Have you ever bent a paper clip or a coat hanger back and forth until it breaks? This is metal fatigue, the use of stress to break down of the molecular bonds that give metal its strength. At the same time, people wonder why a jet liner would fail, as it certainly isn’t being bent back and forth like the paper clip.

Or is it?

Have you ever sat in the back of the plane and noticed the whole cabin bending upon touchdown?  Have you ever looked at the wing and seen it flex up and down in turbulence?  Those are merely the visible indications that the body of an airplane is not a static structure. It is a malleable creation designed to flex rather than be brittle. What you can’t see is the effect of pressurization on the metal structure of the aircraft. Pressurization is what makes it possible for the cabin of an airplane to hold an atmosphere that is breathable when the airplane is flying at altitudes that people cannot survive. People in the business occasionally refer to pressurized planes as ‘inflatable’. Every time the aircraft climbs to high altitude, the cabin is inflated to higher pressures. Like a balloon being inflated, this causes the skin to expand slightly. Do it over and over again, like an airplane that repeatedly makes short flights, and the skin is being flexed just like the paper clip.

What To Do About Metal Fatigue?

Up  until 1988, airlines weren’t particularly concerned about metal fatigue. And then, Aloha Airlines flight 243 suffered an incredible failure of entire sections of the fuselage.  This resulted in the death of a flight attendant and the injury of 65 people.  The cause was traced to corrosion and metal fatigue. The contributing factors were the frequent take-offs and landings made by high frequency, inter-island flights. Corrosion by salt air was also a factor.
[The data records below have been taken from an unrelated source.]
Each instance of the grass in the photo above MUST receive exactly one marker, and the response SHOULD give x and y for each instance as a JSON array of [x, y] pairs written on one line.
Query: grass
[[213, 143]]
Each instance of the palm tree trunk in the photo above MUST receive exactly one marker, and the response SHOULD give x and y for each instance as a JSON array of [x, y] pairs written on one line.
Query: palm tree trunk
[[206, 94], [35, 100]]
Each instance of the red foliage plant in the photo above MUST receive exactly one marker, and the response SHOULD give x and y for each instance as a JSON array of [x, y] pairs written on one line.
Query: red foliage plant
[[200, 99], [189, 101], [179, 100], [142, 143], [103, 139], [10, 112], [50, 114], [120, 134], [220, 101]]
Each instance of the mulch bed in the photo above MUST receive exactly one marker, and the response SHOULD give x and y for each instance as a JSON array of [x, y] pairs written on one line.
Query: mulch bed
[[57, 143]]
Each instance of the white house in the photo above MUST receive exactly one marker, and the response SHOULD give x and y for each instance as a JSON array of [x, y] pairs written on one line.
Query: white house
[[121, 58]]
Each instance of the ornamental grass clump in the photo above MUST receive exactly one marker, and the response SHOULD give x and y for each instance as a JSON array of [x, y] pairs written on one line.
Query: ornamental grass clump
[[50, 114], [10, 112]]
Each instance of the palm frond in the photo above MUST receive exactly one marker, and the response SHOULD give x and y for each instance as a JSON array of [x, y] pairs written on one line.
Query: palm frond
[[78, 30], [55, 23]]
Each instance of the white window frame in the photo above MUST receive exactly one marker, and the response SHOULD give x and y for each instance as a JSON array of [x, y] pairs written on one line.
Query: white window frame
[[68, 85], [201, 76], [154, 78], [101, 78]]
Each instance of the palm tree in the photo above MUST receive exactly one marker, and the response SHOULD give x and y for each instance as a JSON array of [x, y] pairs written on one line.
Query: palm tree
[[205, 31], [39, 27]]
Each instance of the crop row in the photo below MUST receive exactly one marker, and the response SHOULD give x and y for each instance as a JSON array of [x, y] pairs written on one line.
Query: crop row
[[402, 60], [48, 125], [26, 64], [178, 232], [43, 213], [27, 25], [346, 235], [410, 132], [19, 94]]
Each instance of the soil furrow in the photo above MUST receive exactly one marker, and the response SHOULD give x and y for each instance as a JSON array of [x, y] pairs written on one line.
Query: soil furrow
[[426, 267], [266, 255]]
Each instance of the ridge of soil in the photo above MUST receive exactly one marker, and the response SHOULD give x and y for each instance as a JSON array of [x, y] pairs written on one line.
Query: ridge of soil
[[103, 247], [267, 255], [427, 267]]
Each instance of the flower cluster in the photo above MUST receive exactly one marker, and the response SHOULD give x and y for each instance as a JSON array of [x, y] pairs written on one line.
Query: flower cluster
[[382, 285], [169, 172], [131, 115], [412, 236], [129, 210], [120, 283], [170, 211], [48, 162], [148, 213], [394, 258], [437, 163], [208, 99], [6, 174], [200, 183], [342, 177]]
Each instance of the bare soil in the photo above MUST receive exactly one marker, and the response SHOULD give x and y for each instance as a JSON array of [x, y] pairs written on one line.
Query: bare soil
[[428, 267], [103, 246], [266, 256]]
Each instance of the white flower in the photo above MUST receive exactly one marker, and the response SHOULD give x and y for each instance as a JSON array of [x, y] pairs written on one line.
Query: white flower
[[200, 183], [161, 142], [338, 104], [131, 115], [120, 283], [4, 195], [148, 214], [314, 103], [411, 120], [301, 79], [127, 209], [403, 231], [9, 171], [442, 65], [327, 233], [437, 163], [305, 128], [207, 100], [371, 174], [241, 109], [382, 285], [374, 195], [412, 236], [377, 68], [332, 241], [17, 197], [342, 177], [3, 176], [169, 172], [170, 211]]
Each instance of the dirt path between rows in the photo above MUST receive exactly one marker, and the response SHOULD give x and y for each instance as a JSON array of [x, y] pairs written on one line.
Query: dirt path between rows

Since that landmark incident, airlines and regulators have been scrutinizing airplanes to a much higher extent. Airplanes are regularly stripped of their interiors and examined for cracks at a microscopic level. Cracked portions are either patched or replaced. With proper maintenance, an aircraft should last decades. For example, Delta is still flying 35 year old DC-9 aircraft that they inherited from Northwest.

What About Southwest?

Southwest has suffered a similar incident like this in 1988 when a football sized hole opened up in one f it’s aircraft.  Like the recent incident, there were no fatalities or serious injuries. The aircraft involved in the latest Southwest incident was merely 15 years old. That is a little older than the average age of their fleet, but it is certainly not their oldest plane. Considering that the 737-300 was produced from 1981 until 1999, this plane was one of the newer 737-300s out there.

These facts strongly suggest that there is some sort of maintenance issues that are failing to catch developing cracks in the fuselage of their aircraft.

Should You Fly Southwest?

Despite these troubling maintenance failures, I still remain a fan of Southwest. Air travel in the United States is still posting incredible safety numbers in recent years. The only fatality ever attributed to Southwest airlines in its 38 year history was a person on the ground in this incident.

I have plans to travel with my family on Southwest, and I have not considered changing them. Air travel will never be risk free, but it is by far the safest way to travel. You are several orders of magnitude more likely to die in a traffic accident than you are on a schedule passenger aircraft. This is still a troubling incident, but I expect regulators to take serious measures to ensure that it never happens again.